Loan closure: panel upholds forum directive

‘Customers should be informed about change in interest rates’

May 05, 2017 09:20 pm | Updated 09:20 pm IST - KOCHI

The State Consumer Disputes Redressal Commission has upheld an order of the Ernakulam Consumer Disputes Redressal Forum directing the State Bank of India, Avoly Branch, at Muvattupuzha to release the security documents of a borrower who had closed his loan.

The Commission passed the verdict while dismissing an appeal filed by the SBI against the order of the forum. The directive to release the documents such as title deeds was passed by the forum on a petition filed by Thomas of Kalloorkade, Muvattupuzha. According to his complaint, on closure of the loan amount of ₹4 lakh he sought to release the security documents. However, the bank rejected his request saying that he had to pay ₹34,020 in addition to the instalment of ₹8,645 he paid towards the loan.

The bank contended that it was crystal clear from the agreement that payment of instalments was subject to variation of the interest rate .Repayment of the amount in instalments was only a facility provided to the complainant. It would not absolve him of repaying the entire loan amount as per the statement of accounts maintained by the bank. As per the account, an amount of ₹31,405 was due from the borrower.

Dismissing the appeal, the Commission pointed out that the bank’s thrust was on the terms of agreement executed by the complainant. It could not understand what prompted the bank not to produce the ‘so called agreement’ before the lower forum.

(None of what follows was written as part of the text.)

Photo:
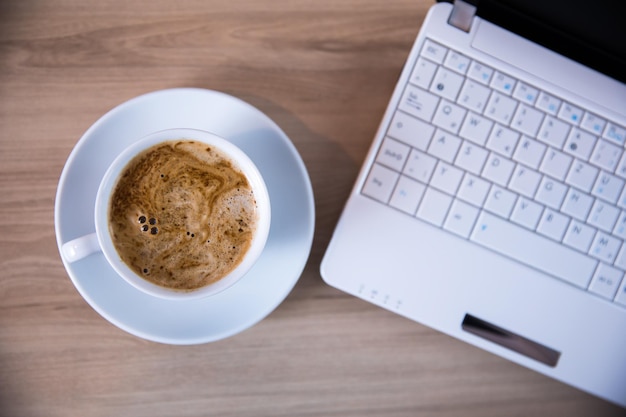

Had the agreement mandated the bank to charge interest at rates fixed from time to time, it would be their burden to prove it with appropriate documents.

The Commission added that even if the bank had permission to change interest rates from time to time, the customer should have been made aware of the change and the corresponding impact on the overall repayment structure. Banking codes also stipulated that banks should intimate customers regarding the operation of terms of agreement on increase and decrease in the rate of interest. The bank in this case had not done prudently anything to substantiate their claims for the additional amount charged as against the agreed EMI and number of instalments, it said.